Note that I have switched the schedule for Thursday Sep. 3rd and Tuesday Sep. 8th. We will now be covering regular expressions on Thursday Sep 3rd. I have also added a reading for Thursday, which is available on the course website (under resources).
Here are the notes for Sep. 1st, in which we cover more unix basics, including streams and pipes.
Please download the notes for today’s class on UNIX basics, including filesystem navigation and basic reading of files.
Matt Cecil just alerted me to the fact that the UNIX textbook is also online for free (it is not the most current edition, but I don’t think there should be any substantial differences).
Check it out at:
http://www.netlibrary.com/Details.aspx?ProductId=2203
This assignment will ask you to practice some of the UNIX basics we have covered. Some of the questions will ask you to use the practiceFiles; others will ask you to use the CELEX database (celex.txt). The assignment is due Sep. 4, at 5 p.m.
TIP: For dealing with tab-delimited text files, specify the delimiter as: $’\t’
- Create a directory named ling5200 in your home directory to store all of the files for this course (3 points)
- Download the practiceFiles.zip file and unzip it into the newly created ling5200 folder. Change directories to the practiceFiles directory using the absolute path, and show that you got there using the pwd command. (4 points)
- Copy the devilsDictionary.txt file to devilsDictionary.copy (4 points)
- Print out the first 20 filex in the practiceFiles directory, sorted in reverse alphabetical order (5 points)
- Print out the number of entries in the celex.txt file (5 points)
- Print out 20 random entries in the celex.txt file.

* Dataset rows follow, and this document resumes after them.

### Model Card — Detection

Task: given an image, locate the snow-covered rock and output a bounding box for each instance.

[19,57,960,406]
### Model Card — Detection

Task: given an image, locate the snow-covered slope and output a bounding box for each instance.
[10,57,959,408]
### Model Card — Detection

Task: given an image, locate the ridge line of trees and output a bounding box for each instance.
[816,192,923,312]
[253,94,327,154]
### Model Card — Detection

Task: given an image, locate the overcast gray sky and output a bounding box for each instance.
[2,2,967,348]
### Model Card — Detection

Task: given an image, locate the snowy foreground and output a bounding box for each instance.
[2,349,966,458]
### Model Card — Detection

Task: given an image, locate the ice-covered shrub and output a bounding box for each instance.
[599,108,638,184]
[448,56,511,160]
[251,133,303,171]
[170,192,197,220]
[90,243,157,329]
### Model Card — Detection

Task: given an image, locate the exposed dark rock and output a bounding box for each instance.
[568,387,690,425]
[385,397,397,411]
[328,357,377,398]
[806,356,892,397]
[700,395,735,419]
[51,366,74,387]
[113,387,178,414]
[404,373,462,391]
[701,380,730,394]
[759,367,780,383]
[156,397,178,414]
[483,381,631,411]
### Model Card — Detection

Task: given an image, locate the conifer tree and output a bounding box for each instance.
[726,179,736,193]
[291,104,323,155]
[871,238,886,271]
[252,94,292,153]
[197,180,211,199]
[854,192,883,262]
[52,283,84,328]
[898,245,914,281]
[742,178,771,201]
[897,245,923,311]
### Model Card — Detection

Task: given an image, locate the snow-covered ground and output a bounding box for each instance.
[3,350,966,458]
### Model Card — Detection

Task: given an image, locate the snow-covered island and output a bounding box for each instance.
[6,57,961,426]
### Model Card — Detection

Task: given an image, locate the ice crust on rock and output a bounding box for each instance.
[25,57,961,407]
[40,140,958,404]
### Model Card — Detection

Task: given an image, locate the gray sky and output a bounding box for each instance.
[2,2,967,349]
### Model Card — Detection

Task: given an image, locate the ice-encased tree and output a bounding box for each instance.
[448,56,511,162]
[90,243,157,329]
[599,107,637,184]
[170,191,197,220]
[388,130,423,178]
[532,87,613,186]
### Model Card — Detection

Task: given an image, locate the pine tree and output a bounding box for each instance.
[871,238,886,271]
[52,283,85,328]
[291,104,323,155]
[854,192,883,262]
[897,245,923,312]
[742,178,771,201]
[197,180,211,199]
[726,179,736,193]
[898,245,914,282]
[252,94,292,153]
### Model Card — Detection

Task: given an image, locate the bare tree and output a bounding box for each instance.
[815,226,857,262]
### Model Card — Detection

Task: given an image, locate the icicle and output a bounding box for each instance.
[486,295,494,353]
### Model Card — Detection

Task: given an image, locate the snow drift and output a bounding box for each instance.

Hint: look at the documentation for sort. (8 points)
- Print out the last 20 lines of the celex.txt file (5 points)
- Print the 50 most frequent words in celex.txt. Print only the orthography and the frequency. Save the results to a file called celex-most-frequent.txt. Hint: You will need sort, plus 2 pipes (9 points)
- Now Print the 50 least frequent words in celex.txt. Print only the orthography and the frequency. Save the results to a file called celex-least-frequent.txt. Hint: You will need sort, plus 2 pipes (5 points)
- Now combine the 2 files you just created and store the combination in a new file called celex-most-least-frequent.txt, with the most frequent words first, and the least frequent words last (6 points)
- Print out the 20 most common word frequencies. Hint: The most common word frequency is 0. There are 34037 words in celex.txt with frequencies of 0 (6 points)
Please download the notes for Tuesday, Aug. 25th, and follow along in class.
ling5200-intro-notes
I would like to welcome you to Linguistics 5200 — Introduction to Computational Corpus Linguistics. I will use this website to post information about the course, such as class notes and slides, as well as news items, such as this message. You will receive e-mail notifications when new material is posted to the website.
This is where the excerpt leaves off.